その前に、まだ立ちきっていない何かがある。
それを澄江は急がせなかった。
汐里もまた、いま少しずつそうしている。
玄関先に立つと、外からの冷気で手が少し縮む。
その手を無意識に開いたり閉じたりしている自分に気づき、湊は少しだけ苦く笑った。
待合の順番は、もう自分の身体にも入りつつあるのかもしれない。
春口を知るとは、場所の意味を知ることだけではなく、その場所で人が取る小さな所作を、自分の身体でも理解できるようになることなのだろう。

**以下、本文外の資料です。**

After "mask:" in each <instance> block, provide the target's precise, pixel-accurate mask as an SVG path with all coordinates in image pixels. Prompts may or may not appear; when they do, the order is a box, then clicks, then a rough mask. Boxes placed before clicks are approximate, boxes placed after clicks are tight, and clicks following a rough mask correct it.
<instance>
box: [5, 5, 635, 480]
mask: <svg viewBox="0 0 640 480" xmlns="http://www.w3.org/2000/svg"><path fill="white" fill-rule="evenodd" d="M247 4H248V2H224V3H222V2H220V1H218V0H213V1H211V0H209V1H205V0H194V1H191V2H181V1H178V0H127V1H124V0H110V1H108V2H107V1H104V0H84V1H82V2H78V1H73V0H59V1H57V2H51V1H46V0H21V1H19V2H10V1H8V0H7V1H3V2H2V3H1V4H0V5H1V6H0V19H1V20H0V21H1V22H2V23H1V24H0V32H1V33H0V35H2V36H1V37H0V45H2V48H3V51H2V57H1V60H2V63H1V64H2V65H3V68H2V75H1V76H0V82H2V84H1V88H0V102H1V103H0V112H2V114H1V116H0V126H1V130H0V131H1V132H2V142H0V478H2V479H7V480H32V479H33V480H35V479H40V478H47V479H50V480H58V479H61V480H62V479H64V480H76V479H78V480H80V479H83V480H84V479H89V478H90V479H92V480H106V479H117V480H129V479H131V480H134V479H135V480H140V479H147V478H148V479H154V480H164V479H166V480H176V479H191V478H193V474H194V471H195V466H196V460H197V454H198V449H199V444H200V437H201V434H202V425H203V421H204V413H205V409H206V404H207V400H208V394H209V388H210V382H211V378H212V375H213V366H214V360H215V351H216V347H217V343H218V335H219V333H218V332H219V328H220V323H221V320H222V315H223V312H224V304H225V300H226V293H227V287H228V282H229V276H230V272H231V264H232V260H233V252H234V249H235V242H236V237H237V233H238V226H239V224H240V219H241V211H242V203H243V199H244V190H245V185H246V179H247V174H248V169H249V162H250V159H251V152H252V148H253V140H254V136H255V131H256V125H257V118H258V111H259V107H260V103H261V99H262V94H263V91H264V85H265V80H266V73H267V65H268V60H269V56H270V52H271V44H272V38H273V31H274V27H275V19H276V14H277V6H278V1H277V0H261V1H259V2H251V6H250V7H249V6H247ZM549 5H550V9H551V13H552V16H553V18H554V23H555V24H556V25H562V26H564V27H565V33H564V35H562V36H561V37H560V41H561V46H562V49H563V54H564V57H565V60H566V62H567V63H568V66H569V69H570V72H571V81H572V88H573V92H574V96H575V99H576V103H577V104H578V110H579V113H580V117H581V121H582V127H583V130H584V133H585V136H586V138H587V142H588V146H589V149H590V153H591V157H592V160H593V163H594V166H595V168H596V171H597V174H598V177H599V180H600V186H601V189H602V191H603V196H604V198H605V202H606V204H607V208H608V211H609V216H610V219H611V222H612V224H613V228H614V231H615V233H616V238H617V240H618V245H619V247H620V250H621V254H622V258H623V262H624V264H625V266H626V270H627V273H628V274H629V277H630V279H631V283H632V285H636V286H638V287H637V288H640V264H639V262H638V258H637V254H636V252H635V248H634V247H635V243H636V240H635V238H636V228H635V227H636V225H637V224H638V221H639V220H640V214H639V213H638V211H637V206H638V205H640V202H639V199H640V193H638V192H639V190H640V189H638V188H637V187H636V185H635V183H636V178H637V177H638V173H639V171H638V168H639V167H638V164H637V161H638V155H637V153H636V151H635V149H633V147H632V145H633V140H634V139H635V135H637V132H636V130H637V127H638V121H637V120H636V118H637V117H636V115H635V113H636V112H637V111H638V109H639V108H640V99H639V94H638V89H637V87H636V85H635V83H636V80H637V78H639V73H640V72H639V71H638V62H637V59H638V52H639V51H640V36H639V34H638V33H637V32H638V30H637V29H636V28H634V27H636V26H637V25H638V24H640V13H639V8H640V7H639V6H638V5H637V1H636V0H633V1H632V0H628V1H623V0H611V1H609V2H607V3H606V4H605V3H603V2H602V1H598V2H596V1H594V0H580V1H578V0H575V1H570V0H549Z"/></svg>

その夕方、港のほうから戻ってきた近所の男が、土間でしばらく帽子を手に持ったまま立っていた。
汐里はすぐには声をかけず、ただ帳場の前にいて、男が自分から顔を上げるのを待った。
そして、ほんの数秒あとに「お疲れさまです」とだけ言う。
その間合いは、まさしく澄江の書いた“立つ順番を邪魔しない”宿の時間そのもののように見えた。
夜、湊はノートにこう書いた。
――長く座る人は、列車を待っているのではなく、自分の中で立てる順番を待っているのかもしれない。
――父の遅れも、その順番の遅れとして見ると、前よりずっと身体のあるものになる。
――澄江は、その順番を邪魔しない人だった。
――待合とは、交通の場所ではなく、人の内部の順番が外の時間へ追いつくのを少しだけ待つ場所なのだろう。
書き終えたあと、帳場の灯りの下で汐里が帳面を閉じる音がした。
宿の夜もまた、誰かの順番を邪魔しないように静かに進んでいる。
第十作はここから終盤へ向かう。
そしてそこでは、待合という場所の意味が、父や澄江の過去だけではなく、自分たちの現在の時間へどうつながるかが問われるのだろうと、湊は思った。